MASC: Large Language Model-Based Multi-Agent Scheduling Chain for Flexible Job Shop Scheduling Problem
This repository contains the implementation of the Multi-Agent Scheduling Chain (MASC), a framework leveraging Large Language Models (LLMs) and multi-agent systems to solve the Flexible Job Shop Scheduling Problem (FJSP). MASC integrates LLM-driven decision-making with a structured multi-agent approach to enhance scheduling efficiency, adaptability, and automation in dynamic manufacturing environments.
This repository includes:
- The SchedAgent implementation based on LLMs fine-tuned with QLoRA.
- The DialBag method, which enhances knowledge retention in LLM-based scheduling.
- Simulation and real-world robotic arm experiments validating MASC’s performance.
- Preprocessed datasets and experimental results for reproducibility.
- Multi-Agent Coordination: Agents for observation, scheduling, planning, and control.
- LLM-Driven Decision Making: Enhanced scheduling through LLM-powered SchedAgent.
- Flexible Scheduling Capabilities: Supports both simulated and real-world execution.
- Knowledge Retention via DialBag: Improves scheduling efficiency without forgetting previous knowledge.
- Python >= 3.8
- PyTorch >= 1.12.0 (2.0.0 and above are recommended)
- Transformers >= 4.38
ARC (AI2 Reasoning Challenge) [1]: A dataset for testing machine reasoning abilities.
HellaSwag [2]: A dataset designed to evaluate commonsense reasoning in language models.
MMLU (Massive Multitask Language Understanding) [3]: A dataset covering various knowledge domains for evaluating LLM generalization.
SchedQA: A dataset specifically generated using the gen_ReAct_data script to evaluate scheduling-related question-answering performance.
[1] P. Clark, I. Cowhey, et al., “Think you have solved question answering? Try ARC, the AI2 reasoning challenge,” 2018, arXiv:1803.05457.
[2] R. Zellers, A. Holtzman, et al., “HellaSwag: Can a Machine Really Finish Your Sentence?,” in Proc. 57th Annu. Meet. Assoc. Comput. Linguistics, pp. 4791-4800, July 2019, Florence, Italy.
[3] D. Hendrycks, C. Burns, et al., “Measuring Massive Multitask Language Understanding,” in Proc. Int. Conf. Learn. Representations (ICLR), 2021.
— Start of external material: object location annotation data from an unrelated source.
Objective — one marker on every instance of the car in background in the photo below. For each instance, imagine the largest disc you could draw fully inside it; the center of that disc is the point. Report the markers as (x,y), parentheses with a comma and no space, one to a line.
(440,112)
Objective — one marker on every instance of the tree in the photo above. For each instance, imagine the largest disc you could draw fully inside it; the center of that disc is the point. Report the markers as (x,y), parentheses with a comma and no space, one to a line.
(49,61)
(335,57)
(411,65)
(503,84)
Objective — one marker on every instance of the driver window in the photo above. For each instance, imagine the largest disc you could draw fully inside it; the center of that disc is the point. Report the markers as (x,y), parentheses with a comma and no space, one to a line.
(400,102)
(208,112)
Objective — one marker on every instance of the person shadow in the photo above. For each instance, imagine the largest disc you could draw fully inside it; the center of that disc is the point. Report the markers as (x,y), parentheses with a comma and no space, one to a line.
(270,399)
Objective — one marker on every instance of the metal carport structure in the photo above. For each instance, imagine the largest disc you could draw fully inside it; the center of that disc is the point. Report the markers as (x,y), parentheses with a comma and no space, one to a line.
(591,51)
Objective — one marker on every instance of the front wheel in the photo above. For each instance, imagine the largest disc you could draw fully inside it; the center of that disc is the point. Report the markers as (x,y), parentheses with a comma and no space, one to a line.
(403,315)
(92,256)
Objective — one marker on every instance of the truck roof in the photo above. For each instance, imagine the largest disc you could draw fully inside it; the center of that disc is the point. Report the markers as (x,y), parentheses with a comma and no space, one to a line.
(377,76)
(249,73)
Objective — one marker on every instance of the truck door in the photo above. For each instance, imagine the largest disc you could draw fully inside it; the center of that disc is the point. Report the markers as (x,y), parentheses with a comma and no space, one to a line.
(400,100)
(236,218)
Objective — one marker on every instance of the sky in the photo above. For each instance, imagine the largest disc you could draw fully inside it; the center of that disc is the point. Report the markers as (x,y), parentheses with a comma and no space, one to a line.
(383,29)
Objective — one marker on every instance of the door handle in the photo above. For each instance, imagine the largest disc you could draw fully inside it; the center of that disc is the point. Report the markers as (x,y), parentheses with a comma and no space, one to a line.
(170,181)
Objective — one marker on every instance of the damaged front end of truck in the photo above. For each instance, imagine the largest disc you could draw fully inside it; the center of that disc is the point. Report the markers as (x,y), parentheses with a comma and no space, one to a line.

Our experimental results demonstrate:
Method | ARC (%) | HellaSwag (%) | MMLU (%) | SchedQA (%) |
---|---|---|---|---|
internlm2-7b | 83.73 | 85.64 | 62.19 | 31.36 |
internlm2-7b + Single Round | 72.2 | 81.01 | 61.01 | 31.47 |
internlm2-7b + DialBag | 84.75 | 86.14 | 58.93 | 32.11 |
These results validate that DialBag effectively reduces knowledge forgetting while improving domain-specific scheduling accuracy.
If you use our work, please cite:
@article{MASC2025,
title={MASC: Large Language Model-Based Multi-Agent Scheduling Chain for Flexible Job Shop Scheduling Problem},
author={Zelong Wang,Chenhui Wan,Jie Liu,Xi Zhang,Haifeng Wang,Youmin Hu,Zhongxu Hu.},
journal={Advanced Engineering Informatics},
year={2025}
}
This work was supported in part by the National Key Research and Development Program of China (No. 2023YFD2100905), National Natural Science Foundation of China (No. 52205104).